Barry Rubin
The Rubin Report23 June '10
The last pillar of President Barack Obama’s Middle East policy, his alleged popularity in the region, has gone bye-bye. All the apologies, distancing from Israel, the Cairo speech, the Istanbul speech, the engagements with Syria and Iran, the ban on using the word “Islamism,” and all the other apparatus of the new, non-strategic strategy have availed him—and U.S. interests—not.
Why? It’s very simple. On one hand, there are the enemies of America who don’t take that stance just because they thought George W. Bush was icky. They want--depending on who we are talking about--to conquer the Middle East, take over their own countries, establish a Caliphate, lord it over neighbors, wipe Israel off the map, turn women into chattel, get rid of the Christians, expel Western influence from the region, and/or transform their own countries into Islamist utopian dictatorships.
So why should we expect them to care whether the U.S. president is a nice guy who likes them and is really sorry for any time in the past when America actually did or tried to do something in the region? Indeed, Middle East dictators and revolutionaries also believe that nice guys finish last.
Then there are those who depend on the United States for their survival. You may think first of Israel but the list includes pretty much every Arabic-speaking government—more than a dozen—all of them except for Syria, Yemen, Sudan, and the Gaza Strip Islamist dictatorship of Hamas. They want a strong, determined U.S. policy that protects them from their radical enemies at home and abroad. If Washington can't provide that, these rulers seek their own deal with the revolutionaries in order to survive.

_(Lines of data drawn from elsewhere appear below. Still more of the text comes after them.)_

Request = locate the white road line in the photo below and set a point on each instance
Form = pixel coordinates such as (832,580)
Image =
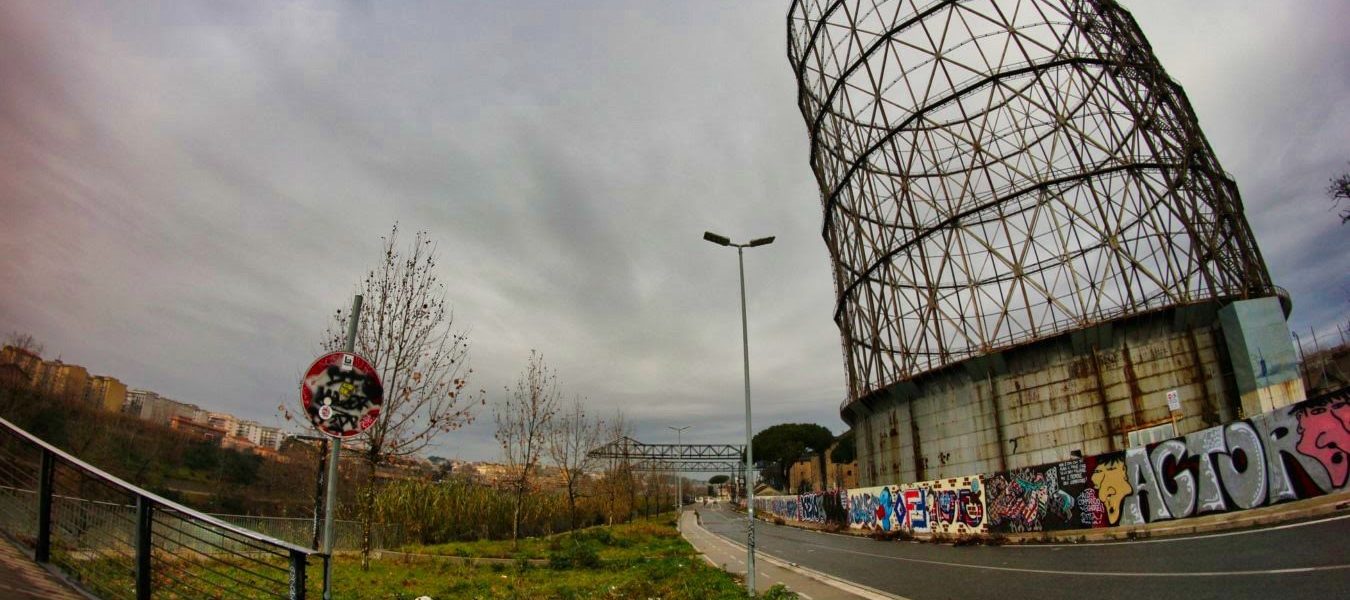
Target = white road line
(1106,573)
(1180,538)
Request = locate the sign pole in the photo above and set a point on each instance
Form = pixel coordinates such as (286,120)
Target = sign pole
(331,504)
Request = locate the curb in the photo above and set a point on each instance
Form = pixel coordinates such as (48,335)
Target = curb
(849,587)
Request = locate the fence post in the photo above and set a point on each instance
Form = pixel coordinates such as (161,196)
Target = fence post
(297,576)
(42,552)
(145,514)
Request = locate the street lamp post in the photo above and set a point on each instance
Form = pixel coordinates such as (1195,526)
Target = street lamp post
(679,477)
(749,453)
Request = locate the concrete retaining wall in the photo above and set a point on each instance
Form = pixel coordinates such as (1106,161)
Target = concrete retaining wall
(1082,393)
(1291,453)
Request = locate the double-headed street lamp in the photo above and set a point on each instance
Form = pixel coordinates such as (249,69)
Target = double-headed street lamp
(749,453)
(679,477)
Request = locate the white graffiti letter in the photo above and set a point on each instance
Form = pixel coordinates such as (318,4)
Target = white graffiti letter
(1248,487)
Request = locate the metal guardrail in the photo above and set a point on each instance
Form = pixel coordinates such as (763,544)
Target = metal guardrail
(119,541)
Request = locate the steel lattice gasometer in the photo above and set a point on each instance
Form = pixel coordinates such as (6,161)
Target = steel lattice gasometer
(999,172)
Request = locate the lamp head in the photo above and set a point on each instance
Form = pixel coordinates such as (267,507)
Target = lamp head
(717,239)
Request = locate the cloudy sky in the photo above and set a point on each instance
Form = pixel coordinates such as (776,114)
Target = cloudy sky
(189,189)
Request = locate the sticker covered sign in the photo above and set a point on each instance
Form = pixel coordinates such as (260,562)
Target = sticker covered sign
(342,393)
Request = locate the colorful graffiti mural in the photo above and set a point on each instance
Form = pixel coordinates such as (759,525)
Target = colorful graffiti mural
(1287,454)
(953,506)
(1292,453)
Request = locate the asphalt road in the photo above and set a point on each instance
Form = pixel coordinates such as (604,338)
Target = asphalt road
(1299,561)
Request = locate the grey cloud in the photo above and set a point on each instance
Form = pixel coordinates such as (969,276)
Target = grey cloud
(196,187)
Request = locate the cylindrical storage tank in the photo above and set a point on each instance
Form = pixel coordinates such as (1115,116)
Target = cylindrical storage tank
(995,173)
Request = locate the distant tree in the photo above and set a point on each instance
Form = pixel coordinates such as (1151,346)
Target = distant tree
(524,419)
(845,449)
(617,487)
(408,333)
(1339,189)
(570,441)
(782,445)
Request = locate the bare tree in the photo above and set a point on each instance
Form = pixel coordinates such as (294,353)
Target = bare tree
(570,441)
(617,485)
(407,331)
(1339,189)
(524,419)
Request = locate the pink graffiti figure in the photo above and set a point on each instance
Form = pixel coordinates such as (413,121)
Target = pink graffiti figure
(1325,434)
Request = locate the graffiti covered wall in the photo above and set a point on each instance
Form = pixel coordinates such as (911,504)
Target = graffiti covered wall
(952,506)
(1291,453)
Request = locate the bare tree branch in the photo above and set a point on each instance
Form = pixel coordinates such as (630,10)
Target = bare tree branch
(524,418)
(408,333)
(570,442)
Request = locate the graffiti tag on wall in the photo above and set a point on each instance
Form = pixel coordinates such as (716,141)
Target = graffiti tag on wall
(1287,454)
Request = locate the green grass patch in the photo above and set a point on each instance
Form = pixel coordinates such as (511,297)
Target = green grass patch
(643,560)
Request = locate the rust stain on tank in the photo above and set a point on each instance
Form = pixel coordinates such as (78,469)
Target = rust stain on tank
(1131,381)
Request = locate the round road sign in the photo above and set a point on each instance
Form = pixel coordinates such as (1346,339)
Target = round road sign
(342,393)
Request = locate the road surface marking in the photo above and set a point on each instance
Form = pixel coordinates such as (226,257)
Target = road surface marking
(1180,538)
(1106,573)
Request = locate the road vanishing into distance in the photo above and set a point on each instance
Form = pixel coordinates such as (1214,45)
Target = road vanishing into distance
(1293,561)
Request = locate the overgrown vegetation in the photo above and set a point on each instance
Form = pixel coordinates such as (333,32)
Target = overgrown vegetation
(195,472)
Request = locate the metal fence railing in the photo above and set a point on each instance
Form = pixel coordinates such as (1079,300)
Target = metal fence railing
(119,541)
(299,530)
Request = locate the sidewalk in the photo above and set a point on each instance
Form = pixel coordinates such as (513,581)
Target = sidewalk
(807,584)
(20,579)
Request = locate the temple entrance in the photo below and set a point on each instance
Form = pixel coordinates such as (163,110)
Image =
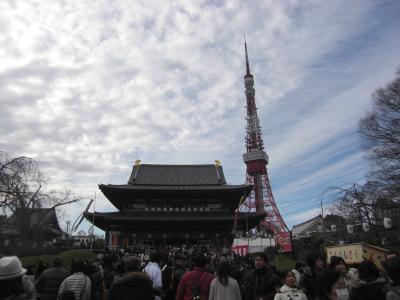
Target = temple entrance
(176,241)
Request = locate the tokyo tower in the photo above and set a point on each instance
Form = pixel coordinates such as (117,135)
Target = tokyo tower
(261,198)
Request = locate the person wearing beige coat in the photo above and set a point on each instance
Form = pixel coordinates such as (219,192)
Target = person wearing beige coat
(223,286)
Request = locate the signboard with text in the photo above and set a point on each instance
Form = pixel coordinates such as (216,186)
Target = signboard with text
(356,253)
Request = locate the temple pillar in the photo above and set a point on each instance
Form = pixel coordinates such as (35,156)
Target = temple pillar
(113,240)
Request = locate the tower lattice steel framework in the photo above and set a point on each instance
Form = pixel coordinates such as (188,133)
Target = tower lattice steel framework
(256,159)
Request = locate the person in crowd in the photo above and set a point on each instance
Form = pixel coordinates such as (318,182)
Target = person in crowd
(196,283)
(298,272)
(327,284)
(94,274)
(262,282)
(337,263)
(315,265)
(40,268)
(107,274)
(77,284)
(371,283)
(49,281)
(289,289)
(172,276)
(392,267)
(154,271)
(224,286)
(133,284)
(14,285)
(353,278)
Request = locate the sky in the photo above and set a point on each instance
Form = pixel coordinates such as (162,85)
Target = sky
(88,87)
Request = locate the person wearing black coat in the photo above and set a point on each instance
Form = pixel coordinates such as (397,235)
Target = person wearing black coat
(171,277)
(371,283)
(133,284)
(315,265)
(49,281)
(262,282)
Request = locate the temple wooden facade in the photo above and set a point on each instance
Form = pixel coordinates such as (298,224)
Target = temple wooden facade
(174,204)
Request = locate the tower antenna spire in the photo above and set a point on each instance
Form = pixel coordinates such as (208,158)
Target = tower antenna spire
(261,199)
(247,57)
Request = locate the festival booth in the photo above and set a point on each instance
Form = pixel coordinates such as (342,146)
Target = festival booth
(356,253)
(252,245)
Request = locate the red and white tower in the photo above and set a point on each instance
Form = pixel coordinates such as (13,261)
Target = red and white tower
(261,198)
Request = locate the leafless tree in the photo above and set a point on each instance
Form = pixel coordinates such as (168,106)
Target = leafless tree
(380,134)
(359,204)
(22,193)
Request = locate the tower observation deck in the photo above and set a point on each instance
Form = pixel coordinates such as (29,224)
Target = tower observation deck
(261,198)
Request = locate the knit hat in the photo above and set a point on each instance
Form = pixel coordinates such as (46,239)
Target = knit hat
(10,268)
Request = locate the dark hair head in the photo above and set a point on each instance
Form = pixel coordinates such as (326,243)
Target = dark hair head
(77,266)
(200,261)
(325,282)
(107,261)
(223,272)
(155,256)
(368,271)
(392,267)
(285,273)
(132,264)
(263,255)
(57,261)
(299,265)
(336,260)
(11,287)
(313,257)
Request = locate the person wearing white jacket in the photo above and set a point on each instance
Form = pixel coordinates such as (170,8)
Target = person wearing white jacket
(289,291)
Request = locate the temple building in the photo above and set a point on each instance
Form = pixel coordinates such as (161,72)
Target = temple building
(174,205)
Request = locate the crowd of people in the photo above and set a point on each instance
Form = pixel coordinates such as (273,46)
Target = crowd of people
(197,274)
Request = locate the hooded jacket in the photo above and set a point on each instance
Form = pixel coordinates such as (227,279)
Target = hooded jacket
(132,285)
(261,283)
(286,293)
(372,290)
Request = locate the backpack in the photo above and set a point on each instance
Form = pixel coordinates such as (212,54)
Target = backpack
(196,288)
(67,295)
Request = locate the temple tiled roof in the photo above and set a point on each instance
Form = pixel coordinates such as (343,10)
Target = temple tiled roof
(175,175)
(128,187)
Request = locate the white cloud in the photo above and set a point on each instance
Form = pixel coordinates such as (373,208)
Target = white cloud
(88,87)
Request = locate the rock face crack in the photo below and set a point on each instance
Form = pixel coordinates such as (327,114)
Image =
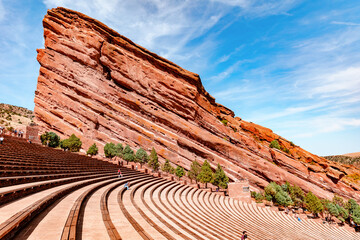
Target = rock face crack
(106,69)
(101,86)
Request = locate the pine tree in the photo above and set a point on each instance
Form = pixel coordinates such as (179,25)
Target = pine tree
(141,156)
(166,167)
(153,160)
(194,171)
(109,150)
(50,139)
(128,154)
(206,174)
(220,179)
(179,172)
(73,143)
(118,150)
(313,203)
(93,150)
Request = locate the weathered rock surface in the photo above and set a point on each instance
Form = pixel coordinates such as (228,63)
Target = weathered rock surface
(101,86)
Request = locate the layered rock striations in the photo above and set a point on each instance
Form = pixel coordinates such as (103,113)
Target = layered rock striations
(103,87)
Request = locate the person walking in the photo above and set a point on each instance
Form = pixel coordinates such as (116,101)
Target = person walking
(244,236)
(127,185)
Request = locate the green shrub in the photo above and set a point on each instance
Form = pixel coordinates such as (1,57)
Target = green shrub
(268,197)
(166,167)
(297,195)
(179,172)
(284,149)
(343,213)
(194,171)
(220,179)
(283,198)
(93,150)
(224,121)
(338,200)
(313,203)
(118,150)
(258,196)
(332,209)
(50,139)
(274,144)
(353,209)
(206,175)
(110,150)
(128,154)
(141,156)
(153,160)
(272,188)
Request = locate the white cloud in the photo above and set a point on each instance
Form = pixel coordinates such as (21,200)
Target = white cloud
(261,8)
(165,27)
(345,23)
(2,11)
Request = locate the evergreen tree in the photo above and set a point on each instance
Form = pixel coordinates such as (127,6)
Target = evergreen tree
(220,179)
(141,156)
(313,203)
(283,198)
(166,167)
(297,195)
(179,172)
(343,213)
(118,150)
(194,171)
(332,209)
(73,143)
(93,150)
(128,154)
(206,174)
(353,209)
(50,139)
(275,144)
(109,150)
(338,200)
(63,145)
(153,160)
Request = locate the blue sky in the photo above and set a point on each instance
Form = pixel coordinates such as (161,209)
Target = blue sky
(290,65)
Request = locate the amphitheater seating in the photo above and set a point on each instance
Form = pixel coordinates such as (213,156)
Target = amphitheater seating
(51,194)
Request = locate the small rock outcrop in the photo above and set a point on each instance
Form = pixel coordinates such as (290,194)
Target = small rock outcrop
(102,87)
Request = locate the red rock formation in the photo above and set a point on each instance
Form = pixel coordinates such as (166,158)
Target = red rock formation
(103,87)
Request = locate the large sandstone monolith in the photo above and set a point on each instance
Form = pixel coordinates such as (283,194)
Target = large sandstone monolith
(102,87)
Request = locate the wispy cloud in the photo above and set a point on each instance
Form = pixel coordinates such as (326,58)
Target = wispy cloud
(2,11)
(165,27)
(261,8)
(345,23)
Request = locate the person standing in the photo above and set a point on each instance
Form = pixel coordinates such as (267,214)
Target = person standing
(244,236)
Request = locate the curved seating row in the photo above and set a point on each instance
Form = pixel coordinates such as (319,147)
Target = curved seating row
(83,198)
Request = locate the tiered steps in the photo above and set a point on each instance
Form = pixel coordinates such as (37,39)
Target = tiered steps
(52,194)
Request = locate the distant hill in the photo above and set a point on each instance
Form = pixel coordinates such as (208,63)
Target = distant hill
(349,158)
(14,116)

Thus, it shouldn’t surprise anyone—but does due to bad ideology and media coverage—that Obama isn’t popular. According to the latest Pew Research Center's Global Attitudes Project poll, he’s gone down in every Muslim-majority country. Only 17 percent of people in Turkey, Pakistan, and Egypt have a positive view of the United States. In Egypt, America is less popular than it was when Bush was president.
And in some cases, Obama is less popular than the United States as a country! In Pakistan 17 percent like America, only 8 percent like Obama, despite billions in U.S. aid rained down unconditionally on that country. In Turkey, he leads the popularity of the United States by only 6 percent.
Of course, the low figures are being spun by administration supporters to suggest that if only the United States pulled out of Afghanistan and Iraq, abandoned Israel completely, and perhaps held its breath until turning blue, this would all change.